List of French datasets not referenced on the Hub
Generate synthetic datasets for AI training
Browse and search datasets
Convert PDFs to a dataset and upload to Hugging Face
Explore datasets on a Nomic Atlas map
Create Reddit dataset
ReWrite datasets with a text instruction
Browse and view Hugging Face datasets from a collection
Browse TheBloke models' history
Speech Corpus Creation Tool
Access NLPre-PL dataset and pre-trained models
Manage and label datasets for your projects
Jeux de données en français mal référencés sur le Hub is a curated list of French datasets that are not well-referenced or easily accessible on popular data hubs. This collection aims to highlight datasets that are valuable but may have been overlooked due to insufficient documentation or lack of visibility. It covers a wide range of domains, including natural language processing (NLP), computer vision, and data science applications. The goal is to provide researchers and developers with high-quality French-language datasets that can be used for various projects and research initiatives.

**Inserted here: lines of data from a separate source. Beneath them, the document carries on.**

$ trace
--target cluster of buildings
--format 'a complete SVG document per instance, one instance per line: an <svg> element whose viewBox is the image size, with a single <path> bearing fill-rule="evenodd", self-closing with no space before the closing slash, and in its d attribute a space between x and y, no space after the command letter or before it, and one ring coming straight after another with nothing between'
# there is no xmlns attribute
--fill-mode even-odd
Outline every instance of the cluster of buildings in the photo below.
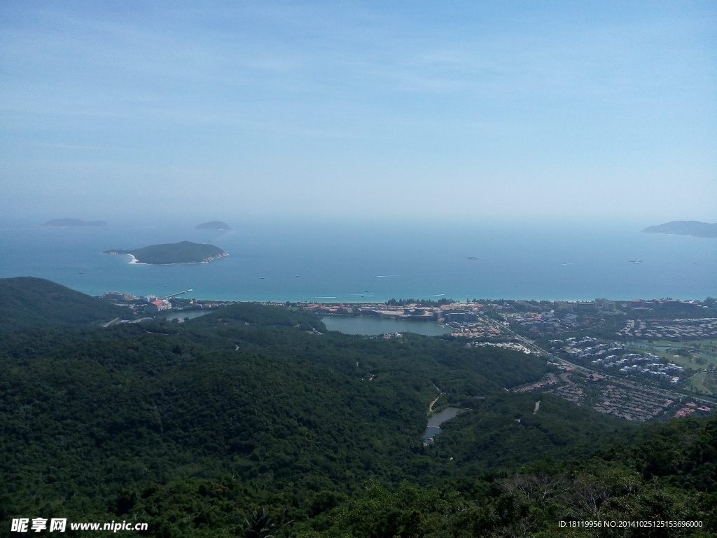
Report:
<svg viewBox="0 0 717 538"><path fill-rule="evenodd" d="M697 404L694 402L688 402L685 404L685 407L679 410L673 416L675 418L682 418L683 417L688 417L692 415L695 411L702 411L703 412L709 412L712 410L708 407L706 405L701 405L697 407Z"/></svg>
<svg viewBox="0 0 717 538"><path fill-rule="evenodd" d="M649 323L649 327L648 327ZM702 339L717 336L717 318L645 321L628 319L616 334L647 339Z"/></svg>
<svg viewBox="0 0 717 538"><path fill-rule="evenodd" d="M556 313L555 310L550 310L544 312L516 312L504 316L508 322L533 331L555 330L561 327L570 329L578 326L578 315L571 312L561 313L559 311Z"/></svg>
<svg viewBox="0 0 717 538"><path fill-rule="evenodd" d="M561 340L551 340L549 344L558 346ZM585 337L581 340L569 338L561 351L571 359L589 361L594 367L615 369L625 374L640 374L673 384L680 382L684 368L663 359L652 353L625 353L627 346L612 342L601 344L597 339Z"/></svg>
<svg viewBox="0 0 717 538"><path fill-rule="evenodd" d="M628 420L645 422L665 412L673 403L673 400L660 392L613 382L601 391L593 409Z"/></svg>
<svg viewBox="0 0 717 538"><path fill-rule="evenodd" d="M123 291L105 291L102 294L102 298L115 303L128 303L131 301L137 301L138 298L131 293Z"/></svg>

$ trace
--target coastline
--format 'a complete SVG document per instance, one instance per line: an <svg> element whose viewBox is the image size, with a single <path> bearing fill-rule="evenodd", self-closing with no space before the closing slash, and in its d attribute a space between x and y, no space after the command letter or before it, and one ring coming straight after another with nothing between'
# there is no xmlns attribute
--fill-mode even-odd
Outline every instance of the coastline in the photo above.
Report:
<svg viewBox="0 0 717 538"><path fill-rule="evenodd" d="M129 254L128 253L100 253L100 254L106 255L109 256L129 256L131 260L130 260L127 263L129 265L196 265L200 263L211 263L214 260L219 260L222 258L226 258L229 255L229 253L224 253L224 254L218 255L211 260L204 260L201 262L181 262L179 263L146 263L146 262L141 262L136 258L133 254Z"/></svg>

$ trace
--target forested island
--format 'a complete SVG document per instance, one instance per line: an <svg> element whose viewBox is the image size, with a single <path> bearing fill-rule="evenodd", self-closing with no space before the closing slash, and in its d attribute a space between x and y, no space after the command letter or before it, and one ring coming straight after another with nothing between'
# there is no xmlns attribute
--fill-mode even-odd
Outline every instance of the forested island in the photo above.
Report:
<svg viewBox="0 0 717 538"><path fill-rule="evenodd" d="M197 225L194 227L195 230L223 230L226 232L232 230L230 227L226 222L222 222L221 220L212 220L209 222L202 222L201 225Z"/></svg>
<svg viewBox="0 0 717 538"><path fill-rule="evenodd" d="M549 372L543 358L343 334L291 306L103 329L95 320L115 312L92 298L10 280L4 315L22 305L27 323L0 326L8 529L37 515L173 538L717 530L714 415L630 423L516 392ZM75 323L58 330L60 317ZM470 410L425 445L432 402ZM659 532L559 526L597 521Z"/></svg>
<svg viewBox="0 0 717 538"><path fill-rule="evenodd" d="M697 220L673 220L671 222L649 226L642 232L652 234L690 235L693 237L717 237L717 222L701 222Z"/></svg>
<svg viewBox="0 0 717 538"><path fill-rule="evenodd" d="M104 220L81 220L80 219L53 219L41 225L45 228L69 228L107 226Z"/></svg>
<svg viewBox="0 0 717 538"><path fill-rule="evenodd" d="M151 245L130 250L113 249L102 254L129 254L138 263L166 265L176 263L207 263L229 254L219 247L206 243L181 241L178 243Z"/></svg>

What types of datasets are included in Jeux de données en français mal référencés sur le Hub?
The collection includes a variety of datasets, such as text corpora, image datasets, and structured data, all primarily in French.
Why is this collection useful for researchers?
It provides easy access to French datasets that are often difficult to find, saving time and effort for researchers working with French data.
How can I contribute a dataset to this collection?
You can submit your dataset through the platform's submission process, usually involving a form or repository pull request, where it will be reviewed for inclusion.